Chef notes
I decided to devise an updated but still very gelatin recipe to honor my grandmother's role in my family's holiday traditions. It is cranberry layered over cream cheese and almond on a bed of gingersnaps. I hope it blesses some of you with treasured memories — hold the mayo.
Technique tip: This works best if the molds hold about 3 ounces. You can also make this in 4-ounce ramekins or an 8- by 8-inch pan for easier serving, but layer it in reverse: Spread the nuts over the bottom of the ramekins or pan, pour over the raspberry cream cheese layer and chill for 30 minutes. Top with cranberry layer and chill 4 hours or overnight. Cut into squares if using the square pan.
Ingredients
- 1 (3-ounce) package cranberry gelatin
- nonstick cooking spray
- 1 (3-ounce) package raspberry gelatin (or your choice of flavor)

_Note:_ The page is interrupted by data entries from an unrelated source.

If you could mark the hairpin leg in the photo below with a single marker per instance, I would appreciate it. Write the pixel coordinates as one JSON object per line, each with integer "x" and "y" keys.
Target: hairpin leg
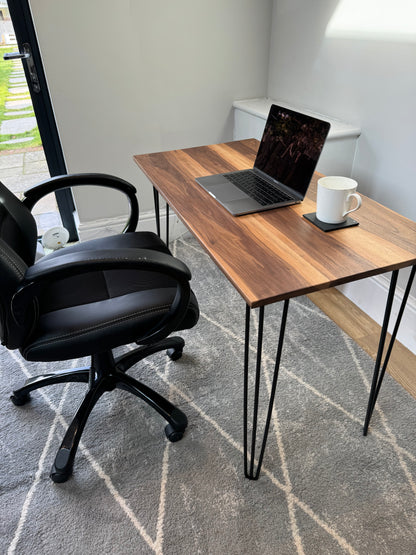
{"x": 157, "y": 209}
{"x": 250, "y": 473}
{"x": 379, "y": 375}
{"x": 167, "y": 225}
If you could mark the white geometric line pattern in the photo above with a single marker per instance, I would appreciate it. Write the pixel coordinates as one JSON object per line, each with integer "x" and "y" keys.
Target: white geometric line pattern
{"x": 180, "y": 498}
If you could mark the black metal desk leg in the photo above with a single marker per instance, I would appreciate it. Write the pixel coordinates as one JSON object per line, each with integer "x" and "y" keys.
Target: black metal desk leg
{"x": 157, "y": 209}
{"x": 250, "y": 473}
{"x": 167, "y": 225}
{"x": 379, "y": 375}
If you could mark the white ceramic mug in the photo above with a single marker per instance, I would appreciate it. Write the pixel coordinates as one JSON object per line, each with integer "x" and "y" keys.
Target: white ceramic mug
{"x": 334, "y": 196}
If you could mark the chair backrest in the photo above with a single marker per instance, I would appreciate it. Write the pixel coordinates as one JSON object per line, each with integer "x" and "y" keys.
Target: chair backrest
{"x": 18, "y": 237}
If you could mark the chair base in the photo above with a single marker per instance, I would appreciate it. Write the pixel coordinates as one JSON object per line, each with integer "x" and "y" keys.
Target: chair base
{"x": 105, "y": 374}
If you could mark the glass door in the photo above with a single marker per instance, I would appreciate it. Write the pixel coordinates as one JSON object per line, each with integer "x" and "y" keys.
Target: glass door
{"x": 30, "y": 149}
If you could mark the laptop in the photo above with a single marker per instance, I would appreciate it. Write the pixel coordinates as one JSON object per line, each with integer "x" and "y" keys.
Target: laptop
{"x": 285, "y": 162}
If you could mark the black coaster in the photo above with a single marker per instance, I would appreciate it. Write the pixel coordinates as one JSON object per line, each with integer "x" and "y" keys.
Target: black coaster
{"x": 349, "y": 222}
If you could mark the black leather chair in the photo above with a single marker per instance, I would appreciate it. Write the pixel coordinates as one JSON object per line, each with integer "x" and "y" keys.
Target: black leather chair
{"x": 86, "y": 300}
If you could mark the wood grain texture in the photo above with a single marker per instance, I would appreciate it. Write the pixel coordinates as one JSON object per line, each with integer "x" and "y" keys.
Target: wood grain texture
{"x": 366, "y": 333}
{"x": 277, "y": 254}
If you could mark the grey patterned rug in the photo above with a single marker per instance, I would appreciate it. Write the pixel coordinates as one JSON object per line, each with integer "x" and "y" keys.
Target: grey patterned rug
{"x": 324, "y": 488}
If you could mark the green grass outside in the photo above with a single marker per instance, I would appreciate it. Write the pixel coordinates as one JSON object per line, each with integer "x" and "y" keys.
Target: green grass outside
{"x": 6, "y": 68}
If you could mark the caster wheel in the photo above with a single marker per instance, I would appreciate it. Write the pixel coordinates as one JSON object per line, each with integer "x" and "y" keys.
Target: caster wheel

- 1 (8-ounce) package cream cheese, softened
- 3/4 cup chopped toasted almonds
- 24 ginger snaps, crushed
- whipped cream (optional)
Preparation
1.Dissolve cranberry gelatin in 1 cup boiling water. Let cool slightly.
2.Spray mold with cooking spray and divide gelatin among sections evenly. Place in refrigerator to chill/firm for about 30 minutes.
3.Dissolve raspberry gelatin in 1 cup boiling water; cool slightly.
4.Whip cream cheese for a few seconds to loosen and gradually add raspberry gelatin to form a smooth mixture. Pour over cranberry layer.
5.Top each with about a tablespoon of nuts. Return to refrigerator for at least 4 hours or overnight.
6.Dip mold into very warm water for about 15 seconds, unmold and place on a bed of crushed cookies to serve. Spread a thin layer of whipped cream over gelatin and gently scrape off excess with dull edge of a butter knife to highlight design. Garnish with more whipped cream, if desired.